Carnegie Mellon University’s Community College Open Learning Initiative will receive $2.5 million for the development of web-based open learning platforms for “gatekeeper courses,” or introductory-level classes that students must pass to enter a field of study. (See “Program goes beyond open course model.”)

With community college classrooms filling up during the current economic downturn, these gatekeeper courses are more popular than ever, and many students are left on lengthy waiting lists, forced to delay their education.

The New York-based National Center for Academic Transformation (NCAT) will get $1.8 million to help community colleges redesign remedial math classes that lack sufficient technology integration.

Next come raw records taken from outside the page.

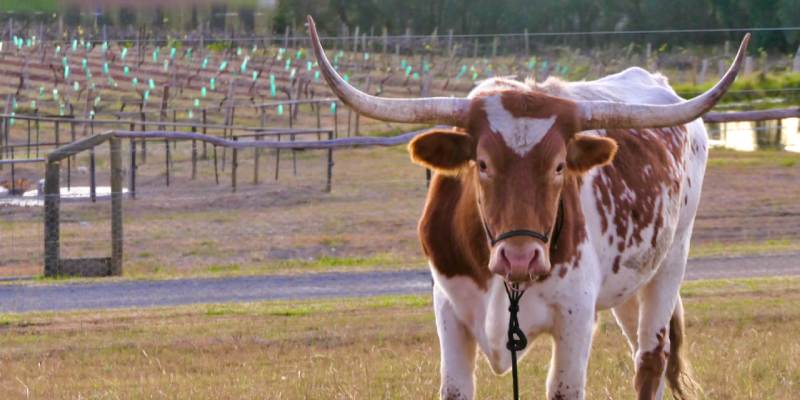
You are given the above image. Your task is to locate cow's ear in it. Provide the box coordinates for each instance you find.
[408,129,474,173]
[566,134,617,174]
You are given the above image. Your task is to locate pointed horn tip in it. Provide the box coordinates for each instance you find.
[306,16,317,36]
[739,33,751,54]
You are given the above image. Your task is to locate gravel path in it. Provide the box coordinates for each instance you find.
[1,253,798,313]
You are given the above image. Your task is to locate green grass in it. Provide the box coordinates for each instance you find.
[674,72,800,108]
[707,148,800,168]
[0,277,797,399]
[690,237,800,258]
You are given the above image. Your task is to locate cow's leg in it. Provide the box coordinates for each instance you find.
[434,284,478,400]
[612,295,639,354]
[635,239,688,400]
[546,304,595,400]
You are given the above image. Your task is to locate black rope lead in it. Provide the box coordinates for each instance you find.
[505,282,527,400]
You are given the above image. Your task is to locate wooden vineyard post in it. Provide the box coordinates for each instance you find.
[90,147,97,202]
[0,117,4,171]
[793,45,800,72]
[212,144,219,184]
[231,138,238,193]
[129,138,137,199]
[26,119,31,157]
[347,108,352,137]
[290,105,297,176]
[325,130,334,193]
[316,103,322,138]
[253,144,260,185]
[44,161,61,277]
[448,29,454,57]
[110,137,124,276]
[139,112,148,163]
[333,102,339,138]
[274,134,281,181]
[191,125,198,180]
[202,109,208,158]
[524,29,530,55]
[382,27,388,56]
[165,137,171,187]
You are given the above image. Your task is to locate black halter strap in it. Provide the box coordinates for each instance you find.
[480,198,565,252]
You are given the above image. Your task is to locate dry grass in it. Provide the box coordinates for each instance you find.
[3,143,800,279]
[0,277,798,399]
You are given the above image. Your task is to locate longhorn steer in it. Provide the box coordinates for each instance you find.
[308,16,748,400]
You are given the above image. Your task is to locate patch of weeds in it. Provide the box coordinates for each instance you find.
[268,253,406,271]
[690,237,800,258]
[365,295,431,310]
[183,240,218,256]
[0,313,24,327]
[205,304,243,316]
[681,276,800,298]
[263,305,321,317]
[206,264,241,274]
[319,237,348,248]
[707,149,800,169]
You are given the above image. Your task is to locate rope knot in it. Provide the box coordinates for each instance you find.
[504,282,527,400]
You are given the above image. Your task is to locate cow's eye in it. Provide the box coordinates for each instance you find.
[478,160,488,172]
[555,162,565,174]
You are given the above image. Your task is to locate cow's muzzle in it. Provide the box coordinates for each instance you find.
[490,240,551,283]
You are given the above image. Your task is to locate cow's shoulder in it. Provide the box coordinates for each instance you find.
[533,67,683,105]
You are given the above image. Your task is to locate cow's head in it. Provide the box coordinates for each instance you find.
[307,16,748,283]
[408,90,619,282]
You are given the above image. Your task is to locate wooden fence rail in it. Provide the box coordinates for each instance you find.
[35,106,800,278]
[703,107,800,123]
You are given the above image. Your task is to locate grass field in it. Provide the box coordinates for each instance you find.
[1,276,798,399]
[4,147,800,280]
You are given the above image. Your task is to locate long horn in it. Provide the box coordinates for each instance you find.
[307,16,470,127]
[576,33,750,131]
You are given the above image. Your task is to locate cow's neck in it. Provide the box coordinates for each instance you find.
[548,175,587,273]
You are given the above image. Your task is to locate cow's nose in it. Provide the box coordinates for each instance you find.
[491,242,550,282]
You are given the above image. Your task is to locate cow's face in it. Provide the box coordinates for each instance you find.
[410,90,617,283]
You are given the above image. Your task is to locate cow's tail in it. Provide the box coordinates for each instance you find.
[666,296,702,400]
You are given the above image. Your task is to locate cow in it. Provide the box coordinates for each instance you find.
[307,16,748,400]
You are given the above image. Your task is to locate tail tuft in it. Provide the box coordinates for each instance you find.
[666,297,702,400]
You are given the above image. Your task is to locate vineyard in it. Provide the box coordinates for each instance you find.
[1,27,800,279]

Previous course redesigns at NCAT partner institutions have resulted in an average 51-percent increase in course completions and an average 37-percent reduction in instructional costs.

“We are targeting the best new ideas that hold the greatest promise for improving the odds for low-income young adult learners,” said Hilary Pennington, director of education, postsecondary success, and special initiatives for the Bill & Melinda Gates Foundation. “The power of technology is its ability to connect people, foster collaboration, empower learners and teachers, and challenge the status quo.”

College officials said they’ve always expected adults returning to school to require remedial classes, but an old phenomenon is becoming an escalating problem: Recent high school graduates coming to campus often lack basic skills in algebra.

“Remedial math courses are always one of the very large programs in community colleges,” said Boggs, of the American Association of Community Colleges. “We’re getting more students in remedial courses … because math is one of the most prominent obstacles for student success. It’s not something [adult learners] tend to recall as easily as other subjects.”